These are a series of conventions (to follow) and anti-patterns (to avoid) for writing Python application code. They are intended to be an aid to code-review in that common comments can reference a single detailed explanation.
- Make function signatures explicit
- Import modules, not objects
- Favour singular nouns for class names
- Name private things with a leading underscore
- Avoid naming collisions with a trailing underscore
- Convenience imports
- Application logic in interface layer
- Catching exceptions
- Don't do nothing silently
- Docstrings
- Docstrings vs comments
- Prefer American English for naming things
- Timeouts for HTTP requests
- Use immutable types when modification is not required
- Favour attrs over dataclasses
Specify all the parameters you expect your function to take whenever possible.
Avoid *args
and **kwargs
(otherwise known as
var-positional and var-keyword parameters)
without good reason. Code with loosely defined function signatures can be
difficult to work with, as it's unclear what variables are entering the
function.
def do_something(**kwargs): # Don't do this
...
Be explicit instead:
def do_something(foo: int, bar: str):
...
This includes functions that wrap lower level functionality, such as model creation methods:
class MyModel(models.Model):
...
@classmethod
def new(cls, **kwargs): # Don't do this.
return cls.objects.create(**kwargs)
Instead, do this:
class MyModel(models.Model):
...
@classmethod
def new(cls, foo: int, bar: str):
return cls.objects.create(foo=foo, bar=bar)

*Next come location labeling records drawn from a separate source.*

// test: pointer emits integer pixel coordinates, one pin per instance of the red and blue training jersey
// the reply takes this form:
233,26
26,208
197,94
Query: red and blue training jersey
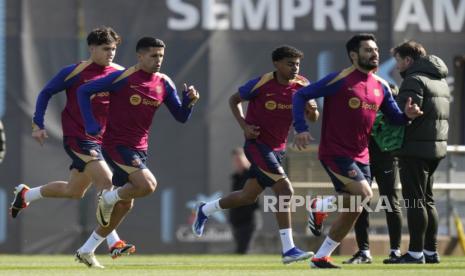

Of course, there are plenty of good use cases for **kwargs
, such as making
Celery tasks backward compatible, or in class based views, but they come with a
cost, so use them sparingly.
A particularly tempting use of **kwargs
is when a function is passing a large
number of parameters around, for example:
def main():
do_something(
one=1, two=2, three=3, four=4, five=5, six=6, seven=7, eight=8, nine=9, ten=10
)
def do_something(**kwargs): # Don't do this.
_validate(**kwargs)
_execute(**kwargs)
This isn't a good use of dynamic parameters, as it makes the code even harder to work with.
At a minimum, specify the parameters explicitly. However, many parameterized functions are a smell, so you could also consider fixing the underlying problem through refactoring. One option is the Introduce Parameter Object technique, which introduces a dedicated class to pass the data.
Usually, you should import modules rather than their objects. Instead of:
from django.http import HttpResponse, HttpResponseRedirect, HttpResponseBadRequest
from django.shortcuts import render, get_object_or_404
prefer:
from django import http, shortcuts
This keeps the module namespace cleaner and less likely to have accidental collisions. It also usually makes the module more concise and readable.
Further, it fosters writing simpler isolated unit tests in that import modules
works well with mock.patch.object
to fake/stub/mock direct collaborators of
the system-under-test. Using the more general mock.patch
often leads to
accidental integration tests as an indirect collaborator (several calls away) is
patched.
E.g.:
import mock
from somepackage import somemodule
@mock.patch.object(somemodule, "collaborator")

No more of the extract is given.